Example: Restart all processes on a host

The following example illustrates how to restart all processes on a Service Manager host because the system is running out of memory. This scenario uses the following system configuration:

System property Value
Number of hosts 3
Total Service Manager processes 21
Threads per process 40
Maximum number of concurrent users expected 700
Maximum user capacity 840

This horizontally scaled configuration can support 700 concurrent users with an extra 20% capacity to handle high usage and outages.

Problem

The system administrator recently applied some new JavaScripts and since then has noted out of memory exceptions in the sm.log file. All Service Manager processes have high memory usage even when only at half capacity (20 concurrent user connections per process).

Recommendation

While the root cause of the high memory usage is being determined, the system administrator can schedule the restart the Service Manager processes on each host to occur periodically. Restarting the processes will temporarily free up system memory until the next system maintenance down time or until the root cause of the problem is identified and fixed.

The administrator uses an operating system scheduler to run the following commands at midnight every three days:

sm -restart:0 -host:<host1>
sm -restart:180 -host:<host2>
sm -restart:360 -host:<host3>

These commands cause host1 to restart immediately, host2 to restart in three hours, and host3 to restart in six hours. To avoid having all Service Manager processes on a host quiesced at one time, the administrator adds the following parameters to the sm.ini file on each host:

restartRandMax:60
restartGraceInterval:15

The restartRandMax:60 value ensures that each host finishes restarting all Service Manager process within one hour of receiving the restart command. In this case, host1 restarts anywhere from 0 to 60 minutes after receiving the restart command; host2 restarts after 180 to 240 minutes, and host3 restarts after 360 to 420 minutes.
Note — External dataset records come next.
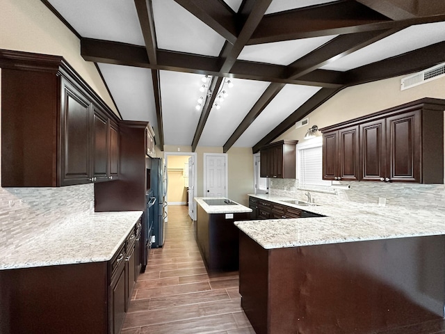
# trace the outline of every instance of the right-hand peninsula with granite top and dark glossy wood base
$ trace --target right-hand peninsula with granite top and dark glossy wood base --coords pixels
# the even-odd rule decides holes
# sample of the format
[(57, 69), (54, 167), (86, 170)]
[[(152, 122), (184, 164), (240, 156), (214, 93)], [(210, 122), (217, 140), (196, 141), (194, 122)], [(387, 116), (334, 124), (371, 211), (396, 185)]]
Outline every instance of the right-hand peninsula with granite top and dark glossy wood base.
[(257, 334), (403, 333), (444, 317), (443, 213), (353, 202), (300, 209), (325, 217), (235, 223), (241, 305)]

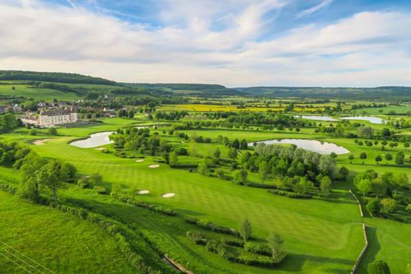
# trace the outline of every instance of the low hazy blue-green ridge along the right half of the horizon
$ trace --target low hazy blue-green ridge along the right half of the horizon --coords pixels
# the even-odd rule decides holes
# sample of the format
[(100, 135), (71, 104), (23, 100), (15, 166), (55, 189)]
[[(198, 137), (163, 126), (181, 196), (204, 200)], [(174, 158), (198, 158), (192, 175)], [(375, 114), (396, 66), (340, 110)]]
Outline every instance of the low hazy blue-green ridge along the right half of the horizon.
[(380, 86), (377, 88), (321, 88), (255, 86), (236, 88), (249, 95), (262, 97), (310, 97), (324, 99), (411, 99), (411, 87)]

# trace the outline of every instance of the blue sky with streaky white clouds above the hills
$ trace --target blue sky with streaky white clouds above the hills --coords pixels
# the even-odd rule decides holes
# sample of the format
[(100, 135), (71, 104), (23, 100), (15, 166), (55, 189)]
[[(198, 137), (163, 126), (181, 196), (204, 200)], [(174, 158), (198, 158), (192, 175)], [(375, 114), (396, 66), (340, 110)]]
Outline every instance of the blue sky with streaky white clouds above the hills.
[(410, 0), (1, 0), (0, 69), (411, 86)]

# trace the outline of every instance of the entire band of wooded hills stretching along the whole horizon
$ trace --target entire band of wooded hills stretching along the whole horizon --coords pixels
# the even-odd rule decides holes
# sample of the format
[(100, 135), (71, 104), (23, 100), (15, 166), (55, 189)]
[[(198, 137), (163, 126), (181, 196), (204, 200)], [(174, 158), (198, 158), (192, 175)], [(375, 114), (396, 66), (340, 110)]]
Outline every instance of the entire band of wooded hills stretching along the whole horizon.
[[(91, 77), (77, 73), (50, 73), (36, 71), (0, 71), (1, 80), (19, 80), (31, 82), (37, 88), (51, 88), (63, 92), (73, 92), (79, 96), (90, 90), (99, 94), (111, 92), (121, 96), (166, 96), (182, 97), (196, 95), (200, 97), (220, 97), (228, 95), (248, 95), (255, 97), (277, 98), (316, 98), (316, 99), (384, 99), (411, 100), (411, 87), (380, 86), (376, 88), (323, 88), (323, 87), (286, 87), (253, 86), (246, 88), (227, 88), (220, 84), (149, 84), (119, 83), (100, 77)], [(38, 83), (43, 82), (43, 83)], [(51, 83), (44, 83), (51, 82)], [(1, 84), (1, 83), (0, 83)], [(67, 85), (80, 84), (80, 85)], [(99, 87), (81, 86), (81, 84), (105, 85)]]

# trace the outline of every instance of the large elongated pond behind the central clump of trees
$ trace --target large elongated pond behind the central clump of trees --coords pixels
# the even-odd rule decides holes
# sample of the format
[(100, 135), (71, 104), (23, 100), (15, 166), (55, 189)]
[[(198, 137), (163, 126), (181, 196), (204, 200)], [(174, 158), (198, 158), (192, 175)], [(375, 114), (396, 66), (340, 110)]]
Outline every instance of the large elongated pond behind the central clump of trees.
[[(296, 145), (297, 147), (301, 149), (306, 149), (309, 151), (314, 151), (316, 153), (320, 154), (331, 154), (332, 152), (336, 154), (344, 154), (344, 153), (349, 153), (347, 149), (344, 147), (340, 147), (336, 144), (333, 144), (332, 142), (320, 142), (317, 140), (308, 140), (308, 139), (281, 139), (281, 140), (266, 140), (266, 141), (261, 141), (264, 142), (266, 145), (273, 145), (273, 144), (292, 144)], [(259, 143), (259, 142), (257, 142)], [(249, 143), (250, 146), (253, 145), (253, 143)]]

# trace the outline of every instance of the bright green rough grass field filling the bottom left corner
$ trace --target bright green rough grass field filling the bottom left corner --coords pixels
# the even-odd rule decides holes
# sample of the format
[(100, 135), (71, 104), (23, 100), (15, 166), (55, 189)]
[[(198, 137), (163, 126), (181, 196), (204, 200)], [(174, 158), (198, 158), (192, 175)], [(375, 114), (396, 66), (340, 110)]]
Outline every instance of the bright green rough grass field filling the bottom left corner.
[[(12, 257), (8, 245), (55, 273), (135, 273), (116, 242), (95, 224), (5, 192), (0, 208), (0, 255)], [(0, 273), (26, 273), (4, 256)]]

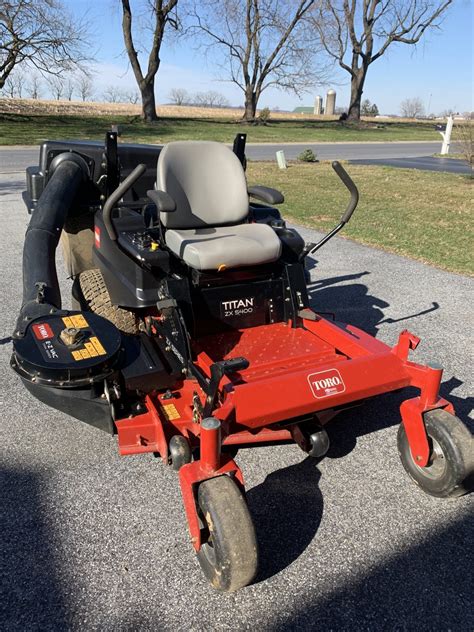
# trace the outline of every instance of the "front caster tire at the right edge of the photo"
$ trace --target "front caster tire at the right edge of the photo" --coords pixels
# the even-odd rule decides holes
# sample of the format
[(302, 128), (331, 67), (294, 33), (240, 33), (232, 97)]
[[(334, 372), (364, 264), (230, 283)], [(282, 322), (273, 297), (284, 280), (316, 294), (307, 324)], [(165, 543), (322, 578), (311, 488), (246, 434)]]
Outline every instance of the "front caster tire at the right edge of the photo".
[(403, 424), (398, 428), (398, 454), (408, 475), (424, 492), (438, 498), (471, 491), (474, 446), (468, 428), (442, 409), (425, 413), (424, 421), (431, 450), (427, 467), (415, 463)]

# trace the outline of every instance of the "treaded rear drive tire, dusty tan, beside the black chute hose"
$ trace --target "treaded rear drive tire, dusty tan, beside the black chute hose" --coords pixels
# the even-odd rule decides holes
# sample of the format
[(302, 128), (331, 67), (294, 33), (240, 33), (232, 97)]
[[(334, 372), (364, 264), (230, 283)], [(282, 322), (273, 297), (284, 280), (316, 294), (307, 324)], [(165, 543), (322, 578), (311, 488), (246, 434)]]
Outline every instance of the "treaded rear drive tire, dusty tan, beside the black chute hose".
[(84, 310), (90, 310), (110, 320), (117, 329), (126, 334), (139, 333), (139, 320), (134, 312), (112, 305), (99, 269), (86, 270), (76, 278), (73, 293)]

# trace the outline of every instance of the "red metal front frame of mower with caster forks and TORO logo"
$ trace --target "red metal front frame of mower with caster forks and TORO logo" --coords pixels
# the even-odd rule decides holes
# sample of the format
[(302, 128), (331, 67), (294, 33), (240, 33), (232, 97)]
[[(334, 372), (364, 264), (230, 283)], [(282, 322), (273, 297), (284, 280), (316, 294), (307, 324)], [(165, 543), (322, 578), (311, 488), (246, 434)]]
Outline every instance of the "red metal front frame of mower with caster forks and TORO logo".
[[(209, 420), (200, 419), (196, 407), (190, 404), (196, 401), (201, 390), (199, 384), (195, 379), (185, 378), (172, 393), (147, 395), (143, 414), (115, 422), (122, 455), (159, 453), (163, 462), (169, 463), (169, 439), (176, 434), (199, 447), (200, 458), (183, 465), (179, 471), (191, 541), (196, 550), (201, 546), (196, 505), (199, 483), (230, 475), (242, 488), (244, 486), (238, 465), (222, 448), (277, 442), (302, 445), (298, 420), (313, 416), (324, 425), (354, 402), (411, 386), (418, 388), (420, 394), (405, 400), (400, 406), (400, 414), (413, 459), (424, 467), (428, 463), (430, 447), (423, 415), (436, 408), (454, 414), (452, 404), (439, 397), (442, 368), (424, 366), (408, 359), (409, 352), (420, 342), (414, 334), (402, 331), (397, 344), (390, 347), (356, 327), (332, 323), (311, 310), (305, 310), (305, 316), (307, 318), (300, 323), (302, 327), (340, 354), (338, 362), (333, 357), (329, 364), (320, 363), (310, 373), (324, 374), (336, 368), (342, 376), (344, 390), (317, 399), (309, 388), (311, 384), (308, 385), (311, 375), (307, 368), (254, 383), (233, 383), (224, 376), (211, 418), (219, 423), (207, 424)], [(212, 363), (205, 352), (198, 354), (196, 365), (208, 377)], [(271, 397), (269, 393), (272, 393)], [(201, 391), (199, 401), (202, 395)]]

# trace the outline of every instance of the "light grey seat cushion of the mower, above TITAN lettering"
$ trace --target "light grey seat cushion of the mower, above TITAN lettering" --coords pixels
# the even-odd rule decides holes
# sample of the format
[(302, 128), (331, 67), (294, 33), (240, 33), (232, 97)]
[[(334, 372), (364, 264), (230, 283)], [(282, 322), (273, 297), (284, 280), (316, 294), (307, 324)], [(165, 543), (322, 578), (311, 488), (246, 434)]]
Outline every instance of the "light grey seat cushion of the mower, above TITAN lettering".
[(267, 224), (169, 229), (165, 239), (175, 255), (197, 270), (270, 263), (281, 254), (280, 239)]

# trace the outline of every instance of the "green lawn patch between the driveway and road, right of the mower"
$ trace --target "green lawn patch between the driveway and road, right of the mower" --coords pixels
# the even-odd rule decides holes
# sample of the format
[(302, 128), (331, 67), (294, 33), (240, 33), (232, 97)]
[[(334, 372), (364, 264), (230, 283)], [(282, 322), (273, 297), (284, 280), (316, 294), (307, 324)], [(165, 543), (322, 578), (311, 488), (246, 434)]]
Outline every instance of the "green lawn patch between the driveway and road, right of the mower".
[[(474, 274), (473, 179), (391, 167), (348, 164), (346, 169), (360, 190), (360, 203), (341, 235)], [(281, 171), (273, 163), (251, 162), (248, 177), (284, 193), (286, 219), (317, 230), (335, 226), (348, 202), (347, 189), (329, 163), (290, 164)]]

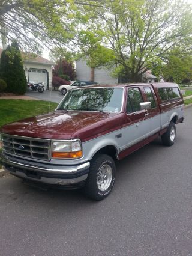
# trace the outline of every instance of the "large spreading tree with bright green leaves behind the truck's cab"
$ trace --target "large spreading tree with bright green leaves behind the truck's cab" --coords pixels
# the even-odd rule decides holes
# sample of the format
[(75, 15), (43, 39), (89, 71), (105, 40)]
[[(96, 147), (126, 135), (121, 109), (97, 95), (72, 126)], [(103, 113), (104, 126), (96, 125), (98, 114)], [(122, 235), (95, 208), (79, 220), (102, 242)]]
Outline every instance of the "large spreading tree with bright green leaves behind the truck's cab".
[(85, 18), (84, 26), (77, 26), (76, 42), (92, 67), (116, 64), (116, 73), (137, 82), (174, 47), (191, 53), (191, 5), (184, 1), (84, 1), (78, 11)]

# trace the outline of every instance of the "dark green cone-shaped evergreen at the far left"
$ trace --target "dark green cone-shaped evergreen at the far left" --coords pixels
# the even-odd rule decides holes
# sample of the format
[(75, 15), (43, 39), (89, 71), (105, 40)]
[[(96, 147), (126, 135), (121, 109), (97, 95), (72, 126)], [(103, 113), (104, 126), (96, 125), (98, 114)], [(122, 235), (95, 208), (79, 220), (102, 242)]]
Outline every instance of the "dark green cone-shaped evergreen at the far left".
[(1, 54), (1, 78), (7, 83), (6, 91), (15, 94), (25, 94), (26, 77), (23, 70), (22, 57), (19, 46), (14, 41)]

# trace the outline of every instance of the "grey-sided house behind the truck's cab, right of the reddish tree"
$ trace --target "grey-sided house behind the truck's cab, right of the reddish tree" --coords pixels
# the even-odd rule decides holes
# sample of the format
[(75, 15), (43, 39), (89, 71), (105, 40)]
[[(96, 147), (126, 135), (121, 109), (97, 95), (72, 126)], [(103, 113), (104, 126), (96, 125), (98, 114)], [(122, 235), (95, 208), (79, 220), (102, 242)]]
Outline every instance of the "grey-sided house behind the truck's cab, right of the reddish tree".
[(112, 78), (111, 70), (91, 68), (86, 65), (86, 59), (76, 61), (76, 78), (80, 81), (94, 81), (99, 84), (116, 84), (118, 79)]

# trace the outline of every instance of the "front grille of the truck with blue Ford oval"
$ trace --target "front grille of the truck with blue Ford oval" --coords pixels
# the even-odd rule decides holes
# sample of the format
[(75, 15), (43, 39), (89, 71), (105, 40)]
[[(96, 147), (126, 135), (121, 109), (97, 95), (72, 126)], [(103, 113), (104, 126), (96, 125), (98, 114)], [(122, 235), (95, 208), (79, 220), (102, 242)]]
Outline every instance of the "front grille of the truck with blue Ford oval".
[(34, 159), (50, 160), (50, 139), (2, 134), (2, 144), (7, 153)]

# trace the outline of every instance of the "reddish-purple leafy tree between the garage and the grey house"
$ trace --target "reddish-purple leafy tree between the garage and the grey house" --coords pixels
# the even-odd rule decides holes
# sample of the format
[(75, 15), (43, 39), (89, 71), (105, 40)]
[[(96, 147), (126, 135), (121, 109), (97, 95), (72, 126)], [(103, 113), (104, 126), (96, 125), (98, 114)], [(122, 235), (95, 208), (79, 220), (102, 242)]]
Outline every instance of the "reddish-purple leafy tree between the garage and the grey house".
[(72, 62), (68, 62), (65, 59), (59, 60), (55, 67), (53, 67), (53, 76), (59, 76), (63, 79), (74, 80), (75, 70)]

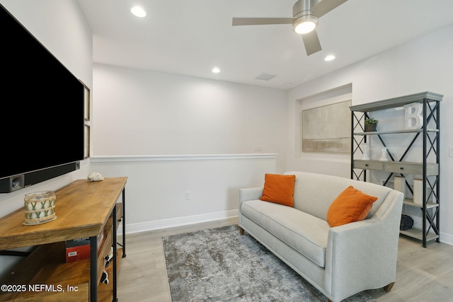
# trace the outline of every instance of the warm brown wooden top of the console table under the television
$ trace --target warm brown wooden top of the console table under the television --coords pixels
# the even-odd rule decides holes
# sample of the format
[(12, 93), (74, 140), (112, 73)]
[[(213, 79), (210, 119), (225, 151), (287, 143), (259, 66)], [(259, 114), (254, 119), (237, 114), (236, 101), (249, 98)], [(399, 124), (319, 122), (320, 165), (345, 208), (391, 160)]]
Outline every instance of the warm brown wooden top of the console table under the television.
[(0, 250), (98, 236), (125, 187), (127, 178), (101, 182), (76, 180), (55, 192), (57, 219), (24, 226), (23, 209), (0, 219)]

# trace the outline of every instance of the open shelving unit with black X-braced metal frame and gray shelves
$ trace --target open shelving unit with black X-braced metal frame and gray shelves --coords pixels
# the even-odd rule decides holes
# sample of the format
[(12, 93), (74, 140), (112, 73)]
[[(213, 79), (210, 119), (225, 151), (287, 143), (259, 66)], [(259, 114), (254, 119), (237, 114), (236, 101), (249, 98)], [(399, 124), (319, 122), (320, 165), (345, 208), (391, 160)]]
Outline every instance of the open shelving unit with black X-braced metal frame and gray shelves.
[[(367, 181), (368, 170), (381, 170), (389, 173), (384, 181), (386, 185), (394, 175), (420, 175), (423, 180), (422, 204), (416, 204), (413, 199), (405, 199), (403, 204), (408, 207), (419, 208), (422, 216), (422, 229), (411, 228), (400, 231), (403, 235), (422, 240), (439, 242), (440, 236), (440, 101), (443, 95), (423, 92), (405, 95), (399, 98), (381, 100), (374, 103), (351, 106), (351, 179)], [(410, 103), (423, 104), (423, 126), (420, 129), (395, 129), (392, 131), (365, 132), (364, 122), (370, 112), (402, 107)], [(400, 158), (392, 156), (389, 146), (384, 139), (389, 135), (413, 135), (410, 144)], [(387, 148), (390, 161), (357, 160), (354, 155), (363, 153), (362, 143), (367, 143), (367, 137), (376, 136), (383, 147)], [(414, 144), (421, 140), (423, 151), (420, 162), (407, 162), (406, 156), (413, 151)], [(418, 143), (420, 144), (420, 143)], [(430, 156), (430, 160), (428, 159)], [(434, 158), (434, 159), (433, 159)], [(411, 184), (406, 180), (406, 187), (413, 194)]]

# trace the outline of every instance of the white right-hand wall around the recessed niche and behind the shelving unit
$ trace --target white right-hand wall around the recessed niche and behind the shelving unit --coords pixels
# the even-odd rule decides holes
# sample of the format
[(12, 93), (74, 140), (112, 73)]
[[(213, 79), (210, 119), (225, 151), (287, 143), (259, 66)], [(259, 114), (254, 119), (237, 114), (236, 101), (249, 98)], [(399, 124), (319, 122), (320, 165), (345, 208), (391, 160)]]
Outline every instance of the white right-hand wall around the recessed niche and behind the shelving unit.
[[(287, 95), (287, 170), (305, 169), (309, 155), (297, 153), (299, 146), (299, 100), (352, 83), (352, 105), (370, 103), (402, 95), (431, 91), (444, 95), (441, 103), (440, 149), (440, 240), (453, 244), (453, 26), (420, 37), (393, 50), (340, 69), (291, 89)], [(420, 152), (421, 154), (421, 152)], [(319, 170), (349, 177), (350, 162), (342, 156), (316, 161)]]

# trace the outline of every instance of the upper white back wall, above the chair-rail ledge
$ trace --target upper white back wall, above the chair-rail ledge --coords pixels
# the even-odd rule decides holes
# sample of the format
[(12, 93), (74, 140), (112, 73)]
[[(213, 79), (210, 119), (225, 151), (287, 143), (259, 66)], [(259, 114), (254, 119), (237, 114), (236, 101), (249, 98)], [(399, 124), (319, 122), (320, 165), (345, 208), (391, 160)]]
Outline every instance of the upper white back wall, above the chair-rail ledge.
[(278, 153), (285, 91), (95, 64), (96, 156)]

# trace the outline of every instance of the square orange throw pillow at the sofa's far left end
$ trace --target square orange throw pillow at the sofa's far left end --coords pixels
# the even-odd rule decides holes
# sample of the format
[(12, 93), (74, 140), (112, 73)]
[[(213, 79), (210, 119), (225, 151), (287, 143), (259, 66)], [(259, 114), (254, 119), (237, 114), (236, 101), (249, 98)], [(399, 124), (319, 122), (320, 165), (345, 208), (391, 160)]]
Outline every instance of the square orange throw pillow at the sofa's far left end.
[(296, 175), (265, 174), (261, 200), (292, 207)]

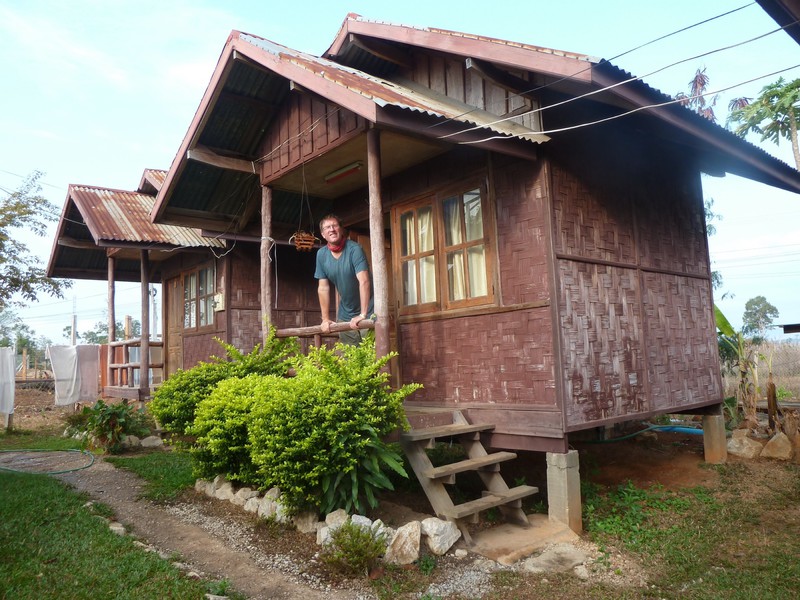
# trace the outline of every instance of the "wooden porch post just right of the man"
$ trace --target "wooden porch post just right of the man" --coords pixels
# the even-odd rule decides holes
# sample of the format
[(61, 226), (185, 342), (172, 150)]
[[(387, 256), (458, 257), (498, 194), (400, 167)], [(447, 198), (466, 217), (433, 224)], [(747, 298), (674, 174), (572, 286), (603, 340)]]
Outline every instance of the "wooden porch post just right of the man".
[(369, 237), (372, 247), (372, 283), (375, 302), (375, 354), (389, 354), (389, 277), (386, 272), (383, 200), (381, 197), (380, 131), (367, 132), (367, 182), (369, 185)]

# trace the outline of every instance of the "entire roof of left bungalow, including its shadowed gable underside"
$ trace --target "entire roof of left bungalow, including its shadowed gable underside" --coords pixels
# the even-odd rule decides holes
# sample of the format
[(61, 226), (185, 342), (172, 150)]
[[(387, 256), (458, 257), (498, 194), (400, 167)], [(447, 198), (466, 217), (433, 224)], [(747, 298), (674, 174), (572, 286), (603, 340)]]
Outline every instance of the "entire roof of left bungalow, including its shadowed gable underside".
[[(160, 185), (165, 171), (147, 170), (140, 188)], [(70, 185), (47, 267), (49, 277), (107, 279), (108, 256), (117, 259), (115, 277), (141, 279), (142, 250), (152, 261), (177, 249), (224, 248), (225, 242), (202, 237), (195, 229), (154, 224), (155, 196), (95, 186)]]

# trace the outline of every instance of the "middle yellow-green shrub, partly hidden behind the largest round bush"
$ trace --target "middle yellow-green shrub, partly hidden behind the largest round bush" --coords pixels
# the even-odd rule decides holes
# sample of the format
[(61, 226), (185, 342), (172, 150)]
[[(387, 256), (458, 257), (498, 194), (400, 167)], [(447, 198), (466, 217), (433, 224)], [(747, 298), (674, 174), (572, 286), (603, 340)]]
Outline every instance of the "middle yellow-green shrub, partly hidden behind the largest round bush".
[(189, 433), (197, 436), (191, 453), (198, 477), (225, 473), (231, 481), (256, 481), (248, 443), (250, 413), (257, 399), (266, 395), (265, 390), (281, 381), (277, 375), (226, 379), (200, 401), (189, 428)]

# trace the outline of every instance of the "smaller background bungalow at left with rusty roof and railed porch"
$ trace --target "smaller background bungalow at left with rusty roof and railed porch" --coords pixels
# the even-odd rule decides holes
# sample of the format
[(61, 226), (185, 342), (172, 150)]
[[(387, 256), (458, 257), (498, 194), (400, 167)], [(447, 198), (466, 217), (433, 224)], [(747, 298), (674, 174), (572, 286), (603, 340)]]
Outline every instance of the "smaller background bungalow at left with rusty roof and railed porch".
[[(102, 357), (105, 367), (103, 395), (106, 397), (145, 400), (165, 373), (177, 368), (174, 361), (167, 368), (162, 340), (150, 336), (151, 318), (156, 317), (150, 314), (150, 284), (171, 281), (174, 273), (215, 265), (217, 257), (227, 253), (224, 242), (203, 237), (195, 229), (152, 223), (150, 211), (165, 177), (166, 171), (147, 169), (136, 191), (70, 185), (53, 242), (47, 267), (49, 277), (108, 282), (111, 343)], [(233, 261), (233, 255), (220, 259), (223, 265)], [(119, 341), (114, 310), (117, 281), (141, 283), (142, 307), (141, 335), (126, 336)], [(189, 283), (198, 285), (190, 279), (185, 286), (187, 290), (191, 288)], [(218, 287), (216, 281), (209, 285), (213, 289)], [(192, 311), (199, 314), (200, 319), (215, 319), (216, 305), (206, 302), (201, 306), (205, 299), (204, 295), (187, 292), (185, 300), (179, 299), (180, 310), (165, 312), (165, 315), (170, 318), (179, 315), (179, 328), (186, 325), (188, 331), (192, 324), (192, 317), (188, 315)], [(189, 319), (187, 323), (183, 322), (184, 314)], [(174, 329), (175, 324), (168, 321), (165, 329), (170, 327)], [(222, 339), (230, 339), (225, 335), (224, 323), (215, 333)], [(235, 341), (253, 344), (258, 337)], [(171, 348), (170, 345), (166, 347)], [(219, 353), (219, 347), (217, 351)]]

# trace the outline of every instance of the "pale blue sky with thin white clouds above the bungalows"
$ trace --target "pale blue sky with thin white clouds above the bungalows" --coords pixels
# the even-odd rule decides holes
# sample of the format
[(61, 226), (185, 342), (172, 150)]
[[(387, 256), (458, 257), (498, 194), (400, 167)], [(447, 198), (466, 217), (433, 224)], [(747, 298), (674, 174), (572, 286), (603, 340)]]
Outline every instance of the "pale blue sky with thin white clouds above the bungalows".
[[(231, 30), (318, 56), (350, 12), (605, 58), (672, 95), (705, 68), (722, 124), (732, 98), (800, 78), (800, 46), (747, 0), (0, 0), (0, 193), (34, 171), (59, 211), (69, 184), (135, 190), (144, 169), (169, 168)], [(748, 140), (793, 164), (787, 141)], [(718, 216), (709, 248), (722, 312), (739, 327), (761, 295), (776, 323), (800, 323), (800, 195), (730, 175), (704, 176), (703, 189)], [(29, 242), (43, 265), (55, 229)], [(66, 343), (73, 314), (79, 332), (107, 320), (106, 286), (76, 281), (63, 299), (16, 312), (37, 336)], [(117, 283), (115, 309), (139, 318), (138, 284)]]

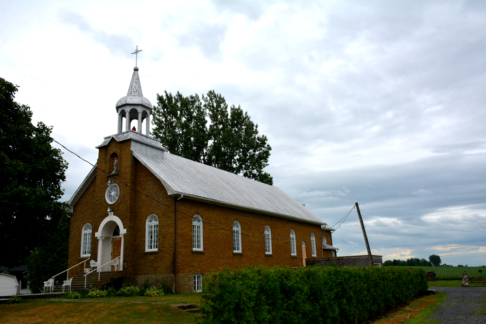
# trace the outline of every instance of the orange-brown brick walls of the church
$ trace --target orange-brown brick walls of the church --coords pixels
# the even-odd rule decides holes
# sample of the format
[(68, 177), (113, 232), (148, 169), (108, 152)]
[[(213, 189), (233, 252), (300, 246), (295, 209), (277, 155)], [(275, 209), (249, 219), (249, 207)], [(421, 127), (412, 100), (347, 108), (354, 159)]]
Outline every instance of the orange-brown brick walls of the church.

The restartGraceInterval:15 value ensures that users on each Service Manager process have 15 minutes to save their work and re-login before the process restarts. Users who log off one process can immediately re-login and continue work on another available process.

Note: A host restart command does not restart the load balancer process. The only way to restart a load balancer process is to specify it by process ID. The system cannot accept new connection requests until after the load balancer process restarts.